Subpage of Storms 2017 video transcript
Storms talks about tritium
15:28 ● now the deuteron, if there happens to be another proton or another deuteron in there, it can start the process all over again. if another deuteron happens to be there, then it can make helium, or if a proton happens to be there it will make tritium. The deuterium has a choice, it can diffuse out, in which case it will be replaced by a proton, more likely, because that’s what’s in the general environment, or it can stay there and another proton comes in and that, starts to fuse, and it makes tritium instead.

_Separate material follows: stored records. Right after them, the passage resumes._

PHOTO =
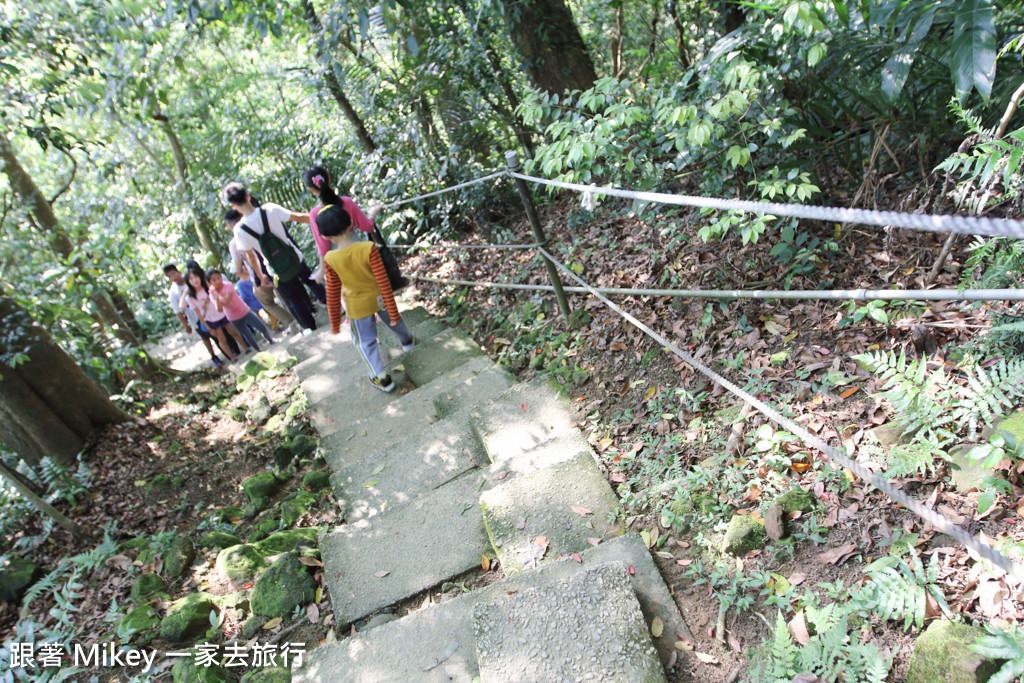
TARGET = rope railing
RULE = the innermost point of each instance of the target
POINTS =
(996, 227)
(846, 295)
(934, 518)
(929, 222)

A plot is shown of the relative yields of hydrogen and deuterium, with Ruby’s commentary at 24:33. She has:
new data supports the hydroton prediction that the amount of tritium is related to the deuterium to protium ratio in the fuel….

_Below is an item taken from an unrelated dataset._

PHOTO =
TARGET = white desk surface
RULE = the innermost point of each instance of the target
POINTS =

Caption of the chart from Storms (2016): Figure 13. Relative rates of formation for deuterium, helium, and tritium as a function of d/(p+d) in the NAE. The figure approximates ideal behavior when the concentration of NAE and temperature are constant. Unknown influences are expected to slightly modify the relationship. The concentration of p is 100% in the metal on the left side of the figure and d has a concentration of 100% on the right side.
I have not seen such data. If there is actual confirmation of the tritium prediction, as shown in the chart, that would be quite strong evidence supporting Storms’ theory.

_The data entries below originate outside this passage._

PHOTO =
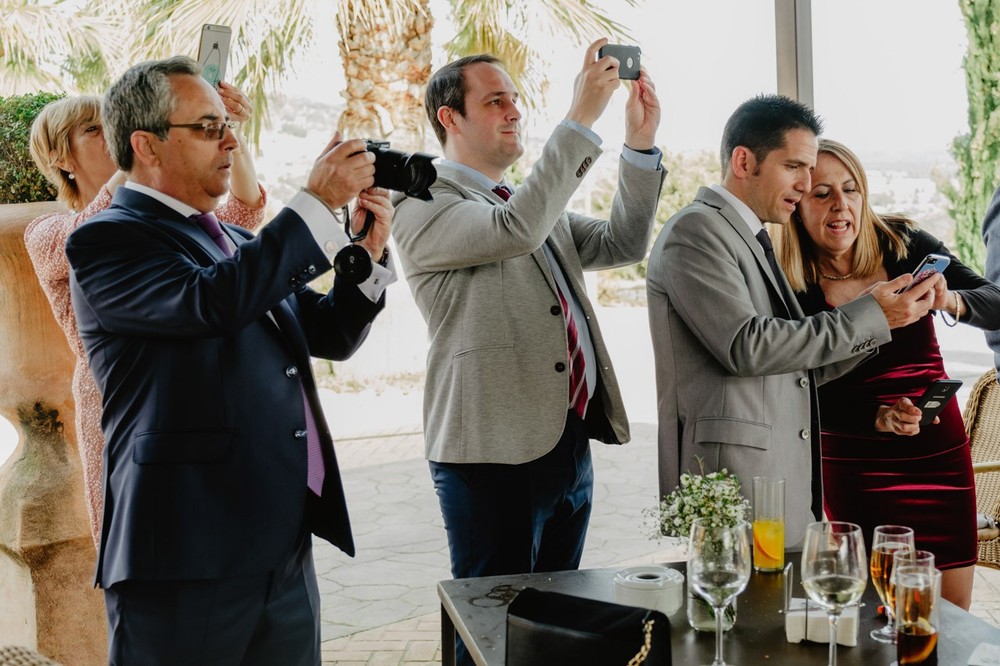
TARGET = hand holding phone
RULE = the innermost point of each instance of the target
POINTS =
(935, 398)
(627, 56)
(213, 52)
(932, 263)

I don’t understand the chart. From the theory of constant NAE, that works the same with any of the three hydrogen isotopes, I would expect to see the helium fraction be the probability of the pairing of two deuterons. With equal H and D, the probability of pairing D-D would be 25%, H-H would be 25%, and H-D, producing tritium, 50%. Tritium would dominate. Something else is happening. Storms explains:
Because fusion between two p requires loss of only 0.95 MeV from each nucleus, this fusion reaction will be
completed before enough energy has been lost from the adjacent d and p for them to form tritium. Thus, the rate of formation of tritium first increases as p is added, then is reduced as the atom fraction of p in the hydrogen mixture approaches 0.5 where the deuterium and helium formation reactions dominate.
Storms does not quantify this effect. He does not specify that the rate of energy loss is the same for p as for d, but the energy release process is shared in alternating pairs. His claim of early completion of fusion for p-p pairs does imply that the rate is the same — but I have never seen Storms fully address the issue of inhomogeneity along the hydroton. The process he describes would have the reacted pairs vacate at least one of the positions in the hydroton to be replaced by new fuel. With H/D ratio = 1, what would happen?
Imagining that the energy release process removes about the same amount of energy from each nucleon with each cycle, and that d-d requires 12.9 MeV per nucleon, p-d requires 2.45 MeV, and p-p 0.95 MeV, and neglecting reloading time, and, as well, the shutdown of half of the d and t process from the other half of the pair being missing, the time to fusion ratio, for d, t, and He production would be 1:2.5:13.6, so this would push production rate toward deuterium over tritium and tritium over helium. The chart does not appear to reflect that; it is, rather, symmetrical. I don’t know how that chart was calculated, it shows deuterium being equal to helium at H/D 1.0.
However, what does the hypothesis predict as to what is known? H/D ratio is not always reported, and there is a problem with heavy water, it is hygroscopic, i.e., it absorbs light water from humidity in the air, which will increase the H/D ratio.
Storms had found previously, shown in his book as Figure 67, p. 133, that 1.6% H (atom percent) (in the electrolyte) can poison the excess heat. This figure was from his on-line published 2001 paper. As he points out, there is a separation factor favoring hydrogen evolution and loading into the palladium, over deuterium, and he gives an example where a cathode loaded to 25% H when electrolyzed in 99.9% D2O, but another study defined a separation factor of 9.2-9.3.
The first Fleischmann and Pons report (1989) used 99.5% D2O. Assuming 0.5% H, the H in the palladium could approach 5%. Given the preferential production of tritium over helium, there should have been not just a little tritium, rather a lot.
The numbers I have commonly used to compare helium, tritium, and neutron production is that tritium is roughly a million times down from helium, and neutrons are about a million times down from neutrons. Because of the studies that looked for tritium and neutrons, the latter figure has some substance. The former is a very rough estimate. But say we have 0.1% H from using 99.9% D2O. That would become 1% from the separation factor. The tritium production should then be at least 1% of the helium production, plus an increase from the faster fusion time. It is far, far less. Storms’ theory does not appear to match experimental evidence on tritium.